Anyone who has tried to break themselves of a habit understands how difficult it can be. There are psychological, physical, and chemical aspects involved. Sometimes separating ourselves from bad or undesired habits can be just a matter of education and awareness. Other times this separation can be absolutely torturous for mind and body. It has been shown in clinical studies that it takes about 3 or 4 weeks for our mind to accept a new behavior and make it part of our normative programming.

When I came across this notion of the necessity of "reprogramming" our minds to break us free from bad habits, it really was the first time that I thought about it in this light. In my life, when I have worked to break free of bad habits, my reprogramming normally takes several distinct steps:
  1. Awareness of the problem.
  2. Understanding of the impacts of the habit on my life.
  3. A resolve to make a change.
  4. Development of a strategy for victory.
  5. Attempt to change and subsequent setbacks.
  6. Modification of strategy.
  7. Vigilant personal monitoring and attention.
  8. Change accepted by mind and body.
Sometimes changes can occur quickly and this is quite a boost to moral.
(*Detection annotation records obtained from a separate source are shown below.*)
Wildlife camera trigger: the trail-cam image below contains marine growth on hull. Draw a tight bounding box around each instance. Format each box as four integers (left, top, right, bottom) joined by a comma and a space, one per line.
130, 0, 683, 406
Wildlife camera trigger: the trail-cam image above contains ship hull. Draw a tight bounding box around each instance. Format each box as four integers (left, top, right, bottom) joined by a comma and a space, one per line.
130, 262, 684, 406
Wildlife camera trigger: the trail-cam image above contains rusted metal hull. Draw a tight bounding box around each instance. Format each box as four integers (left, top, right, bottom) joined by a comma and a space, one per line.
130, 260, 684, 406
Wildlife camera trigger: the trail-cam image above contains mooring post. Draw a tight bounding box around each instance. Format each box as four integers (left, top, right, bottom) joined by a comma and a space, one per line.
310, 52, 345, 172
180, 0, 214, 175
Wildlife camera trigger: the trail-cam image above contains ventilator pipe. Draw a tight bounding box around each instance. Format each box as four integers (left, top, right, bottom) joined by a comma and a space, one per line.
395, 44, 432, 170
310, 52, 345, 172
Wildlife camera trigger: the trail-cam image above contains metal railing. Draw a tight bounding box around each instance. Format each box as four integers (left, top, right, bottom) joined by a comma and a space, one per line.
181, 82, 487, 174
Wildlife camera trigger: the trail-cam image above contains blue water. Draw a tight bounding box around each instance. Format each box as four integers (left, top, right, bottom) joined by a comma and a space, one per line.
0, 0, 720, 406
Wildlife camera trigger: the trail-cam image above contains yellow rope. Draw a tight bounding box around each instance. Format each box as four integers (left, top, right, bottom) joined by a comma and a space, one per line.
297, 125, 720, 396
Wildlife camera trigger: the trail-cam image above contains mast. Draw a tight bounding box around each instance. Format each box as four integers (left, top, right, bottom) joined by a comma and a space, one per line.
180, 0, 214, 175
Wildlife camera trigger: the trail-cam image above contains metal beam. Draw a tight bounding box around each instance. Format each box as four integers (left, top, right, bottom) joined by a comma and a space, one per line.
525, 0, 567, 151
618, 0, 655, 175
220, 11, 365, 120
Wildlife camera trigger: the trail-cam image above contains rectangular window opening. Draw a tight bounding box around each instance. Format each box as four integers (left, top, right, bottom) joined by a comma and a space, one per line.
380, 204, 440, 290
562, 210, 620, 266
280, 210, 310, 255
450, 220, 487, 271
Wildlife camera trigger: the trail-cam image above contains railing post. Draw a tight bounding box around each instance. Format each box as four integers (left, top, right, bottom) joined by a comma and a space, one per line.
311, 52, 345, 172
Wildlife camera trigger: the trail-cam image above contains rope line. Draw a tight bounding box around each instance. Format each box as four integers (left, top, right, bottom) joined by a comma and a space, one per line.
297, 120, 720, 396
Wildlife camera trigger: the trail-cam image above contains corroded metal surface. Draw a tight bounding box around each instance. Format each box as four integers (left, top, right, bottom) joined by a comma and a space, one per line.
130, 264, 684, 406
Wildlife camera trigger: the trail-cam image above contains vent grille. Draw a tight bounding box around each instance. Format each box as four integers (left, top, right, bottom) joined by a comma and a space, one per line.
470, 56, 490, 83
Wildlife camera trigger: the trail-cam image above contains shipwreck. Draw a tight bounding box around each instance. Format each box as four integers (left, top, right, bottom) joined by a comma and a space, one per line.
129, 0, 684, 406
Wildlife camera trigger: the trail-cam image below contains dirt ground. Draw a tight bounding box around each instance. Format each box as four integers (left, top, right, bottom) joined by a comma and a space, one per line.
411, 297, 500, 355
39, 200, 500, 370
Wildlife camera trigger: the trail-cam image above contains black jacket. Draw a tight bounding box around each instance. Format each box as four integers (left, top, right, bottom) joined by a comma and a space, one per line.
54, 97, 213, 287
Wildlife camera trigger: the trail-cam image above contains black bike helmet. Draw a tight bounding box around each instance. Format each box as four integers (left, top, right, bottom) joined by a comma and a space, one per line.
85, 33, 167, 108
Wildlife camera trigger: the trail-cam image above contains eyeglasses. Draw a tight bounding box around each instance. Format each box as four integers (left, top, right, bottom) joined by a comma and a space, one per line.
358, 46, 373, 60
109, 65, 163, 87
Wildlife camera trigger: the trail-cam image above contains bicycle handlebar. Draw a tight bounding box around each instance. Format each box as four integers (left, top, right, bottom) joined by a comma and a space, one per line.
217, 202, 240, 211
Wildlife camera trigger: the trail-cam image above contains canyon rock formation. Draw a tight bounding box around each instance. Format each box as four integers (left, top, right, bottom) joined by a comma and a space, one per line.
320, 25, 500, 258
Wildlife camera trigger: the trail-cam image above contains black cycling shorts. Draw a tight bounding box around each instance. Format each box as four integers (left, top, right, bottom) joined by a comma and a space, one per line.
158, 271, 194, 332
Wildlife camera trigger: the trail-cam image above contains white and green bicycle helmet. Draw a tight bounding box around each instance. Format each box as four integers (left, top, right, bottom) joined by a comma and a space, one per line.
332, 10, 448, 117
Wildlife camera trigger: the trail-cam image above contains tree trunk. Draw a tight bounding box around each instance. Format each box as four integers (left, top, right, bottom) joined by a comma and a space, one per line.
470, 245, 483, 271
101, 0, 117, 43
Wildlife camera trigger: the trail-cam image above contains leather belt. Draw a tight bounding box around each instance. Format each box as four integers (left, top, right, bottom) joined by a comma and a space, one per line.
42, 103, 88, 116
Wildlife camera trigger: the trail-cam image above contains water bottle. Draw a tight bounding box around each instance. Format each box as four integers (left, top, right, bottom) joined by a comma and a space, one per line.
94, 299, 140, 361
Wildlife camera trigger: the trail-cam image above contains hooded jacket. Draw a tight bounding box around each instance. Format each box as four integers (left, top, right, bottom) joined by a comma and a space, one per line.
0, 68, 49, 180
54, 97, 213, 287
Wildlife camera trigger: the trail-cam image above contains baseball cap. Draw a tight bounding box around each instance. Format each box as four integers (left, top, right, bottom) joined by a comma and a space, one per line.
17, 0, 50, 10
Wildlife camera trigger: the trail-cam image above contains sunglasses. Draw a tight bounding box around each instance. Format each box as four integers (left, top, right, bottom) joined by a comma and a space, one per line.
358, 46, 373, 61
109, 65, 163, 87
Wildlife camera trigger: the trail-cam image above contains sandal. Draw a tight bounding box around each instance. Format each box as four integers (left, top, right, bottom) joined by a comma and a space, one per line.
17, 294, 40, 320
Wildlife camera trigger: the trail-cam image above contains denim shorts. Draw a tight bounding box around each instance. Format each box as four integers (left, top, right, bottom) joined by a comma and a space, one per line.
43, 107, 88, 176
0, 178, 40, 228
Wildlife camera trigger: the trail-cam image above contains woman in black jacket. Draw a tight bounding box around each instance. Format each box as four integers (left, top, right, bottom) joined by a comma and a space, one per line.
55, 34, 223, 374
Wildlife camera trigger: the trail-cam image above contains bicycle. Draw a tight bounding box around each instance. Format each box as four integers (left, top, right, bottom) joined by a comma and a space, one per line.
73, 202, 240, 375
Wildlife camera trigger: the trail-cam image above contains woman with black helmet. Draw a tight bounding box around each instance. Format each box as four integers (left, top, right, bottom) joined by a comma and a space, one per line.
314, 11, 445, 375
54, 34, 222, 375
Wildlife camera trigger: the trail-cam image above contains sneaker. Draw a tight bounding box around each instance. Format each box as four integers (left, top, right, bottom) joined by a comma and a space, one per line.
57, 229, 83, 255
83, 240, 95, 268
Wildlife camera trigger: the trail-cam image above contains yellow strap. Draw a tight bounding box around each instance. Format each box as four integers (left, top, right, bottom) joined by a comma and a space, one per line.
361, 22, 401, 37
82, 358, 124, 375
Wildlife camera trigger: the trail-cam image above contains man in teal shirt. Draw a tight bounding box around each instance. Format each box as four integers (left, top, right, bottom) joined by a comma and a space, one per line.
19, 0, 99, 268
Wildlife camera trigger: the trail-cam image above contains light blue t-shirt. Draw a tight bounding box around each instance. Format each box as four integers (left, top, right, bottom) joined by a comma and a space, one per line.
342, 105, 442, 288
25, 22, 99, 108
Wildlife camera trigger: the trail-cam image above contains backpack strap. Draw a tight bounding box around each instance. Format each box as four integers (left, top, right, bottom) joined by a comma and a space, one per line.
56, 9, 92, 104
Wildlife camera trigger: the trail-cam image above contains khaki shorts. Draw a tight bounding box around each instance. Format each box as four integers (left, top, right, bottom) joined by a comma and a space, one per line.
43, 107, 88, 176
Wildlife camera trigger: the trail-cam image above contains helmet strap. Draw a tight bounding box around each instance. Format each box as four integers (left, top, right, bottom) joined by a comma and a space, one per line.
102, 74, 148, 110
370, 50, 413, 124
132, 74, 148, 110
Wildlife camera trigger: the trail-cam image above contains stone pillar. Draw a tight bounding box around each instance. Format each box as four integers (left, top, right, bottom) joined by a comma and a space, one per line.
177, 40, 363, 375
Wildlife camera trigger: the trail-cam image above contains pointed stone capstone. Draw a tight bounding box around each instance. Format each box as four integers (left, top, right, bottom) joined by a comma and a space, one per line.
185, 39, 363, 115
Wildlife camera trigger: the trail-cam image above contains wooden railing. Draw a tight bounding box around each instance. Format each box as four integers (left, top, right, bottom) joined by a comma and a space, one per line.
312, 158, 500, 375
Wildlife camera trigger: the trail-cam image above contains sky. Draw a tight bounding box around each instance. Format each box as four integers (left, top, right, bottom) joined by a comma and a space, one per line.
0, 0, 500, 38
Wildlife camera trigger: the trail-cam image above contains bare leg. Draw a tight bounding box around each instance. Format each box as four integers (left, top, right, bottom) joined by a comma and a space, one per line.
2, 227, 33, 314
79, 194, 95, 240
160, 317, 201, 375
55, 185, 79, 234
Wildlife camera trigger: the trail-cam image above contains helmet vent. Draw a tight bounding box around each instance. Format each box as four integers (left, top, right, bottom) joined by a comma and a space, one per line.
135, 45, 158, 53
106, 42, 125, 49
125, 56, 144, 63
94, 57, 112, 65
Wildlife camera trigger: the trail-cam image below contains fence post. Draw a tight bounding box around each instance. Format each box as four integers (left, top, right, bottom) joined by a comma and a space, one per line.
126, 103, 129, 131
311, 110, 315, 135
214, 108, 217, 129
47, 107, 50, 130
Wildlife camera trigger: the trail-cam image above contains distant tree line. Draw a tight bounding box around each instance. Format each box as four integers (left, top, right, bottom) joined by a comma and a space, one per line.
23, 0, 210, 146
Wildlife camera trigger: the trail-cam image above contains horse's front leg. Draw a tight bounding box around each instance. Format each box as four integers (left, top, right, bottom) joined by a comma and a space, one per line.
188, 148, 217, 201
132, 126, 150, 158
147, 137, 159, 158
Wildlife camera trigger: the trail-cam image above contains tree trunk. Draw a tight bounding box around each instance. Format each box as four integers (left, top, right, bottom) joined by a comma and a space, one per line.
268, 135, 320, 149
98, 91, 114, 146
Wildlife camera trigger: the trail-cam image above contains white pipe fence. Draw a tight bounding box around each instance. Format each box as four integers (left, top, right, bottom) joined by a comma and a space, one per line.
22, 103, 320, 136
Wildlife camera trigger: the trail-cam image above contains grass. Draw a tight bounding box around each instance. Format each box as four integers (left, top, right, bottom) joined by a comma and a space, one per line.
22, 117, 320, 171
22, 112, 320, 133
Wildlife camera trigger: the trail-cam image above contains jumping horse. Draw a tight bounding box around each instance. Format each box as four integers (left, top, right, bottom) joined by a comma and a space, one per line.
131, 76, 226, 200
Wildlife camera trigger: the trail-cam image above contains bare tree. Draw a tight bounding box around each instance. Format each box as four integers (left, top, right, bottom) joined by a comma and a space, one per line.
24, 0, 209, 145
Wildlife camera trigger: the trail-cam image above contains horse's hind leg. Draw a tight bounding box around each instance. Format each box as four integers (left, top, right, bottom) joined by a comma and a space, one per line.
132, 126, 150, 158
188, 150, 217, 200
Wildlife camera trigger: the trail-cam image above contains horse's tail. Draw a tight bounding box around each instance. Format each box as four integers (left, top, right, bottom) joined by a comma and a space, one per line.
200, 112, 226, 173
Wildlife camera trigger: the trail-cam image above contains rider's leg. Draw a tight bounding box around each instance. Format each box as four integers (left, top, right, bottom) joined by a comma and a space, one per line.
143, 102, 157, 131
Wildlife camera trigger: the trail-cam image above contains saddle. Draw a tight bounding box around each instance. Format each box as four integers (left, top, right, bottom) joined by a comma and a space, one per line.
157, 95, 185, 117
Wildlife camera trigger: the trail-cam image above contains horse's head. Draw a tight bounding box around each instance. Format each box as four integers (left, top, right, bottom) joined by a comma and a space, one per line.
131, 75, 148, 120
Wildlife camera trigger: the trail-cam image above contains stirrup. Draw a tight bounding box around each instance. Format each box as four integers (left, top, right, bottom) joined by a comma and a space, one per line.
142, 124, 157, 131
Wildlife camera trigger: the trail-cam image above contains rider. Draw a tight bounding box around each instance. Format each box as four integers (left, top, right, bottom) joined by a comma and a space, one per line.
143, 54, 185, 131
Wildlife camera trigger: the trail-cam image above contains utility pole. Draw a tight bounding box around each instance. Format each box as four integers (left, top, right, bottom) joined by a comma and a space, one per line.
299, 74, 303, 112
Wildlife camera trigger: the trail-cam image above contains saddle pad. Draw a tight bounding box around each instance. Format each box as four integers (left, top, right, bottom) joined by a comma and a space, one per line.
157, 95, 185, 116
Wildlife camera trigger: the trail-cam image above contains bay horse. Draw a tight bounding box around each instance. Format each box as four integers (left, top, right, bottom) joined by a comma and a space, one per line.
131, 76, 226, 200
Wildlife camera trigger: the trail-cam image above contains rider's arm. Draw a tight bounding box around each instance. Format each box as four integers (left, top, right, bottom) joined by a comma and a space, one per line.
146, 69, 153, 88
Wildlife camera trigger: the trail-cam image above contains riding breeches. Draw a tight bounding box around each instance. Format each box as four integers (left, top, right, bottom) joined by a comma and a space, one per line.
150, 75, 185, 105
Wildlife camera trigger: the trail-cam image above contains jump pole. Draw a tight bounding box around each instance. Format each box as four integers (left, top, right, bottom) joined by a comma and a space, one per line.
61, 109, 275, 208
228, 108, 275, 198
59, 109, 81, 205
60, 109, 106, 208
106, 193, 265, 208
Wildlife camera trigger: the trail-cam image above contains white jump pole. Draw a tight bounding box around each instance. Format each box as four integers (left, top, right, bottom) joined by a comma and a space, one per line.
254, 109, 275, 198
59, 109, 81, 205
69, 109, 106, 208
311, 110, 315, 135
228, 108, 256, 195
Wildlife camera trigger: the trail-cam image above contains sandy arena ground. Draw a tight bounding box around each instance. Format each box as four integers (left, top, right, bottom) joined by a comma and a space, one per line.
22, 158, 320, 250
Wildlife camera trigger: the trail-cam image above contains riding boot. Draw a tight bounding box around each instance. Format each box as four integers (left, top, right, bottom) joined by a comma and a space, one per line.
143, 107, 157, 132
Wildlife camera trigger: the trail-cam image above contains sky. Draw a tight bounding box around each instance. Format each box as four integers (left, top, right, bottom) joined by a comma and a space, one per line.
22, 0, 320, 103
Other changes can take much longer to be fully brought about. Sometimes just when we start to think we have something licked, an old issue or behavior can manifest itself. In these situations it can really seem that despite all of our efforts, we are back at square one. One habit that I would dearly like to overcome at times like these is that of being too hard on myself and thinking of myself as a failure. I would much prefer to take ownership of what I did and work to get back on track with renewed vigilance and care and patience.